Okay then. Well you see, that just proves your definition isn't very meaningful. We're trying to discuss who is socialist and who isn't, and to what extent. You coming along with a definition of "socialist" which is impossible to satisfy isn't very helpful. My response is to nod my head, say "I see, thanks for the proposed definition, and you've answered our question - No One Is Ever Socialist. Now goodbye." and continue the discussion using a more realistic definition of "socialist".
[replace "Nazi" with "Communist" and description is equally valid] Well that is an over simplification. They were both totalitarian but they were also ideologically opposed AND mortal enemies.
You're absolutely right. They were both totalitarian, they were ideologically opposed to each other (as were the "Mensheviks" and "Bolsheviks" - both socialists, you will notice), and they were mortal enemies.
And they were both socialist too.
[[eugenics over freedom of reproduction,]] > > See Sweden, as recently as the 1970's.... ] See the US 20/30's
Agreed, another good counterexample. The US, under leftists like Wilson, and activist judges like Holmes, also had a strong eugenics movement.
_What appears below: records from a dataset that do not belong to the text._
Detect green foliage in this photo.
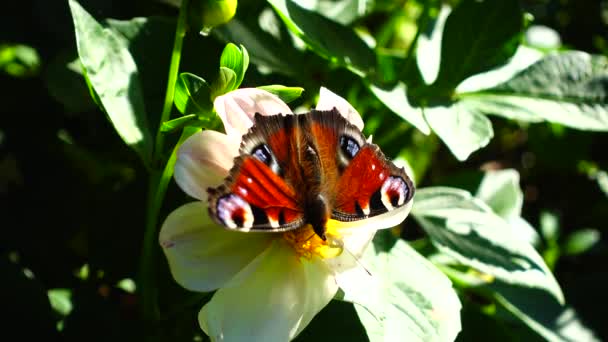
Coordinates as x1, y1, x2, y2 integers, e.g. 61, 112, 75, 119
69, 0, 153, 165
341, 233, 462, 341
0, 43, 40, 77
257, 85, 304, 103
174, 72, 212, 115
412, 187, 563, 303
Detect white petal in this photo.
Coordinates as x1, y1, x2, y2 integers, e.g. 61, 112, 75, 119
324, 227, 376, 275
159, 202, 272, 292
214, 88, 292, 138
322, 200, 414, 276
174, 130, 240, 201
199, 240, 338, 341
316, 87, 364, 130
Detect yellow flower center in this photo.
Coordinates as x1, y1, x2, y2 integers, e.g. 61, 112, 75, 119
282, 221, 344, 259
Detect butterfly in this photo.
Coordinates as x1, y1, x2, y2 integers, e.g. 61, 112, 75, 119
207, 108, 415, 240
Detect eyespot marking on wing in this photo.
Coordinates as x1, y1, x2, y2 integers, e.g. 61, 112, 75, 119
380, 176, 410, 211
216, 194, 255, 231
251, 144, 281, 175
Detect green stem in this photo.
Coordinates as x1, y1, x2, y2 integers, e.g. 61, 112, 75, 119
154, 0, 191, 165
140, 129, 193, 322
139, 0, 190, 323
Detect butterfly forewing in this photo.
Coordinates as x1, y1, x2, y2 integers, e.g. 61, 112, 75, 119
208, 114, 306, 232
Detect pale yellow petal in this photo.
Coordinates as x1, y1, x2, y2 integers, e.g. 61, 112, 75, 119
159, 202, 272, 292
199, 240, 338, 341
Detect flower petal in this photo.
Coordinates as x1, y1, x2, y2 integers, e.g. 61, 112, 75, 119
214, 88, 292, 138
199, 240, 338, 341
174, 130, 240, 201
159, 202, 272, 292
316, 87, 364, 130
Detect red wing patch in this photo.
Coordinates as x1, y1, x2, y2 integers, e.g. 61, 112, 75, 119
208, 156, 305, 232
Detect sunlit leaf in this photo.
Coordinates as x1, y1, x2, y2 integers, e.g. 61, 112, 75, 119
48, 289, 73, 316
369, 82, 431, 134
461, 52, 608, 130
340, 234, 462, 341
563, 229, 600, 256
268, 0, 376, 74
416, 5, 450, 85
432, 0, 523, 91
291, 0, 372, 25
475, 169, 540, 246
257, 85, 304, 103
220, 43, 249, 89
0, 43, 41, 77
412, 187, 564, 303
423, 103, 493, 161
69, 0, 153, 164
597, 170, 608, 198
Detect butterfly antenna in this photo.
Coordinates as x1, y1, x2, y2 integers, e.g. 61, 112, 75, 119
344, 245, 372, 276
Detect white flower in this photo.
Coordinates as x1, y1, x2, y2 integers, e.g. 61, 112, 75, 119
160, 87, 413, 341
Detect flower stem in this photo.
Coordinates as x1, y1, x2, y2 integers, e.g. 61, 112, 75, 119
155, 0, 190, 163
139, 0, 190, 323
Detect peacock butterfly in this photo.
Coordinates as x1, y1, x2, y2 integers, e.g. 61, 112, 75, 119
207, 108, 415, 240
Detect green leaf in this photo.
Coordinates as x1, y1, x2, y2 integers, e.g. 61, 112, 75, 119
214, 18, 311, 79
369, 82, 431, 134
563, 229, 600, 256
69, 0, 152, 164
174, 73, 212, 115
432, 0, 523, 90
267, 0, 376, 74
491, 283, 600, 342
597, 170, 608, 198
411, 187, 564, 303
540, 211, 560, 243
416, 5, 451, 85
476, 169, 523, 219
257, 85, 304, 103
475, 169, 540, 246
211, 67, 238, 97
0, 43, 41, 77
220, 43, 249, 89
456, 45, 543, 94
48, 289, 73, 316
342, 236, 461, 341
422, 102, 493, 161
161, 114, 200, 133
292, 0, 372, 25
461, 52, 608, 130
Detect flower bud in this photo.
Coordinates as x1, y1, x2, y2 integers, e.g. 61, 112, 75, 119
189, 0, 238, 34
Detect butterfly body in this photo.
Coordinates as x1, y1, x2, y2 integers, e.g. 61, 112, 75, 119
208, 109, 414, 240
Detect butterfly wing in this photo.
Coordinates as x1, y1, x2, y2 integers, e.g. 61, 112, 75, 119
208, 113, 306, 232
308, 109, 415, 223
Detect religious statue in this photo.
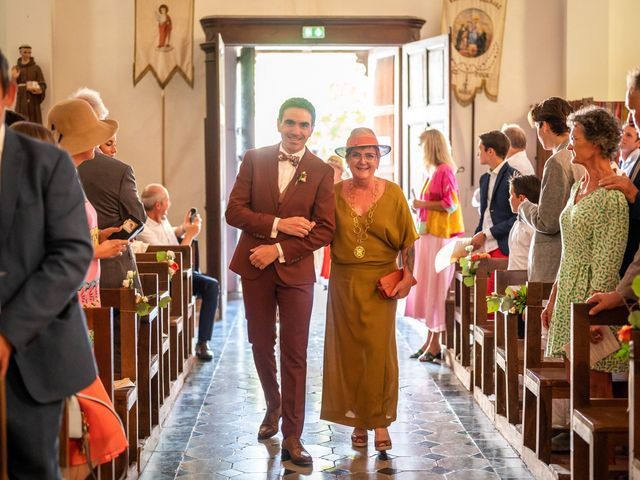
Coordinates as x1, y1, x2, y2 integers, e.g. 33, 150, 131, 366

[ Hitler advocated "merit"? Except for Jews, I guess. Stalin advocated "equality"? Except for kulaks, Ukrainians, other useless eaters, I guess. ] That's right. If you weren't a german it didn't matter.
Exactly my point - you (or rather, your quote) claimed that rightists advocated "merit over equality". But Hitler, as you admit, didn't advocate "merit" at all. If you were German, it didn't matter. Thus Hitler was on the left (since he wanted equality for all true German folk). I'm glad we now agree.
Let's stay on topic, we are talking about the politics of nazism. And btw they are NOT socialist.
Yes, they are. Quite a bit.
[ dictatorship over democracy,] So unlike leftists. Socialism not tyrants
I'm starting to understand. A guy can be a socialist, call himself a socialist, advocate socialist ideas, gain socialist followers, and then rise to power. But if he does anything bad or unpopular, then he's "not a socialist", he's "a tyrant", and I'm not allowed to use him as an example of a socialist anymore.
Socialists, apparently, can only do good and nice things. Anything bad done by any socialist automatically kicks them out of the socialist club. So you can never use any bad socialist behavior to discredit socialists. Only good and perfect beautiful socialist behavior. The definition of socialists excludes all bad behavior and only includes utopian behavior.
I understand now. What I understand is that it's a loaded definition, and a propagandandistic one, designed only to help socialists advance their cause. What I don't understand is why you buy into it and are promulgating it. Are you a socialist?
[...several times] Stay on topic.
You keep telling me to stay on topic. You put forth a list designed to prove that Hitler was on the right, I knocked down every item on that list by showing either that the claim was wrong or that it could equally apply to well-know leftists. That's completely on topic, whether you realize it or not.
Again, you go off to the USSR. We are talking about the NAZI PARTY and how they MORE resemble the FAR RIGHT!
Yes, and what you don't understand is that they don't "MORE resemble the FAR RIGHT", they more resemble the USSR, which is acknowledged to be on the far left.
And that's why I kept bringing up the USSR. Don't you understand that? Apparently not.